Повара и его помощника усадили на почётные места, налили им чаю; Воронцов, как самый младший в экипаже, начал раскладывать «плов» по тарелкам.

– Шеф, – подал голос Кирилл, – Не обижайся, но по твоим словам выходит, что Земля – отвратительное место. Ты будто бы целых пятьдесят три года мучился там, и лишь попав сюда, осознал, что прожил первую свою жизнь зря.

Кок, неодобрительно цокнув языком, что‑то пробормотал по‑узбекски.

– Злой язык у тебя, Киря, – ухмыльнулся командир. – Но за прямоту твою люблю тебя. Видишь ли, всё познаётся в сравнении. Давай для начала спросим у Алишера, как ему жилось на Земле, а затем я постараюсь объяснить несколько, на мой взгляд, простых вещей.

Все присутствующие с интересом уставились на кока, предвкушая познавательный рассказ. Но тот явно относился к большинству, не желающему жить прошлым.

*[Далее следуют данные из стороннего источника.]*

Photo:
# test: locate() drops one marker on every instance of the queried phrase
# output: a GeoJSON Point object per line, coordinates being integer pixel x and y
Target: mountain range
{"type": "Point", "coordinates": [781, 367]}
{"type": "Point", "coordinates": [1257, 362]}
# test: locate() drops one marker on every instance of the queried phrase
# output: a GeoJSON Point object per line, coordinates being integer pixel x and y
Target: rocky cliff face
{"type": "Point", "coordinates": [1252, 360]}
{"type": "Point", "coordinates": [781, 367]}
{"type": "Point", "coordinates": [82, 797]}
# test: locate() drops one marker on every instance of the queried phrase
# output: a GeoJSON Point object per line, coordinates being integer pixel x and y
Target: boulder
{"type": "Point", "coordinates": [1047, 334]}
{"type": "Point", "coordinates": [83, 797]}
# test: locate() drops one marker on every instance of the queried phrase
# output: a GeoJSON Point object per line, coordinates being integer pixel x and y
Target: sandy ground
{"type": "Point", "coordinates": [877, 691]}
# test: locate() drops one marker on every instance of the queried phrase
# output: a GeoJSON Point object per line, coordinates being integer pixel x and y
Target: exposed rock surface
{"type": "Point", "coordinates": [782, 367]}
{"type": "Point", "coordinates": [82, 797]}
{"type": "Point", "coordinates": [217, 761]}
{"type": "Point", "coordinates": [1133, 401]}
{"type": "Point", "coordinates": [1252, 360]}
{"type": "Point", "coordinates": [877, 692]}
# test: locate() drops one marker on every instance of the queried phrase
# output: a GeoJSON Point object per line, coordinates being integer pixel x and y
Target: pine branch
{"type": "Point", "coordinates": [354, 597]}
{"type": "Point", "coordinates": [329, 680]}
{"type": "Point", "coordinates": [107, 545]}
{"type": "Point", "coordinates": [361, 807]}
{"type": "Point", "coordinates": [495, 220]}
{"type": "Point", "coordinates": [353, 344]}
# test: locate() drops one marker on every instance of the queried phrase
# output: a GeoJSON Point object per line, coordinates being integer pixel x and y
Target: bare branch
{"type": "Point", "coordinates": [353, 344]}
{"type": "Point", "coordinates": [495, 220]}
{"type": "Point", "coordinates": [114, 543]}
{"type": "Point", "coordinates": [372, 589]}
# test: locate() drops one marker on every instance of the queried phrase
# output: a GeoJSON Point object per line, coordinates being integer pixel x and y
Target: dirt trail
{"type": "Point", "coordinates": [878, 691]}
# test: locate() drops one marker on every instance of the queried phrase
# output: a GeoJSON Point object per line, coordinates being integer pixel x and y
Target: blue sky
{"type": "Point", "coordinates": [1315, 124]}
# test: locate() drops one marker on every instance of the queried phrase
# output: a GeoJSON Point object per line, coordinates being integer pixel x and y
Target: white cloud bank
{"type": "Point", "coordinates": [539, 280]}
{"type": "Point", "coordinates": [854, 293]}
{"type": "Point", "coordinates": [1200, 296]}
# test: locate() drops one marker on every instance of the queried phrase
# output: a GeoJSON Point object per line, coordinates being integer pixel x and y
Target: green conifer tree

– Не обессудь, Толя. Может, в другой раз. Пойдём мы, дел много. Тесто подошло, хлеб печь пора.

Алишер встал, слегка поклонился, быстро провёл ладонями по жидкой бородке и вышел за дверь. Темир вскочил и побежал вслед за отцом, на ходу допивая чай.

– Что‑то нас не туда занесло, – огорчился капитан, – надо будет позже сходить на камбуз, извиниться. Ну, не беда, я знаю, чем задобрить нашего кока. Итак, раз привлечь чужой опыт не получилось, продолжим объяснение на собственном примере.

Анатолий Иванович, задумавшись, разгладил пальцами усы.

– Представьте себе, что все дирижабли нашего воздушного флота вдруг начали летать сами, грузовики в аэропортах тоже перестали нуждаться в водителях. Штабелёры, загружая и выгружая грузы катаются туда-сюда без участия операторов.

– Ерунда какая‑то! – возмутился Фридман. – Я знаю, конечно, что на Земле людям запрещено управлять транспортом. Но применительно к нашей технике я даже представлять себе такого не хочу.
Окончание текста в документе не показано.